Friday, February 26, 2010

Tools of the Trade

As a kid, I loved sharpening pencils. I adored the feel of the wood being chipped away by the grinding cogs. I couldn’t get enough of the smell that lifted from the pencil as it shaped to a point. Sometimes, when using a small sharpener, I kept the resulting curl of wood. There was something beautiful about the silhouette, the way it resembled a rosette trimmed in yellow paint.

All through high school, I was required to write in cursive with an ink pen. It was considered proper etiquette. And if I didn’t have horrendous cursive, I would have embraced this notion. But as it was, my writing was jerky and I oftentimes forgot a loop, thereby omitting an N or R. Cursive required way too much thought for this kid.

By the time I got to college, computers were more commonplace. I still took class notes with a pen, all caps scrawled across wide-ruled paper, but essays were written directly on the computer. Gone were the days of handwriting a paper and typing it up as if using a typewriter.

For various reasons, many professionals claim writing by hand is best. Every few years I momentarily accept this theory and I start carrying a journal with me. It’s always a beautifully bound book, often a thoughtful gift from a loving friend. Clipped to the cover is a roller ball pen. If I have to write by hand, it needs to be a pen and it needs to be a roller ball. For the last year, my nib of choice has been the bold point Vision Elite, preferably blue.

At first, I embrace the journal like a new love. I want to have it near me at all times. I want to be able to revisit what I’ve jotted down. A week later, I’m tired of the extra weight in my purse. By the end of the month, I’ve stashed it on the shelf and have returned to my preferred method of writing, a computer. It is at a keyboard where my thoughts and fingers move in tandem.
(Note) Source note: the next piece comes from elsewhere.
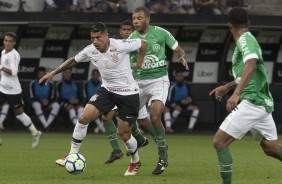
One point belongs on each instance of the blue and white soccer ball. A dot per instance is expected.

Curiously, while I write best at a computer, I edit best with paper and pen. Maybe it has to do with holding the product in my hands. Or perhaps I dislike reading things on screens, which would possibly explain why I have yet to bite the Kindle bullet. Anyway, once I have a draft on paper, I grab a pen and start making notes, crossing out useless phrases and circling words I believe can be improved upon. Not until I get to the end do I sit down at my computer and make the desired changes.

The other day I bought some pencils for Anders and Olivia, my niece and nephew. Target had them on sale and I couldn’t resist the metallic paint and pictures of basketballs and ballet slippers. For a second, I thought about buying a set for myself. I could sharpen the nubs just like I did as a kid, a bouquet of rosettes sitting to the side of my computer. Plus, I could revisit the notion that writing by hand triggers unique creativity.

Instead, I tossed the extra package back on the shelf and wandered off in search of laundry detergent. I was certain the romantic return to pencils would likely turn out the same as my collection of journals. Lead tips would break at the worst time and erasers would get hard and tear holes in the paper. A few weeks in I would curse the idea. And anyway, for now I’m happy with the tools I have.

1 comment:

  1. My square, tiny, all-caps, block-letter-print handwriting salutes your un-cursiveness.

    I learned to write in perfect, neatly trimmed, miniscule font in order to fill in run reports in triplicate, when I was a medic.

    It sort of became me. I love a good calligraphy pen, though I currently don't own one.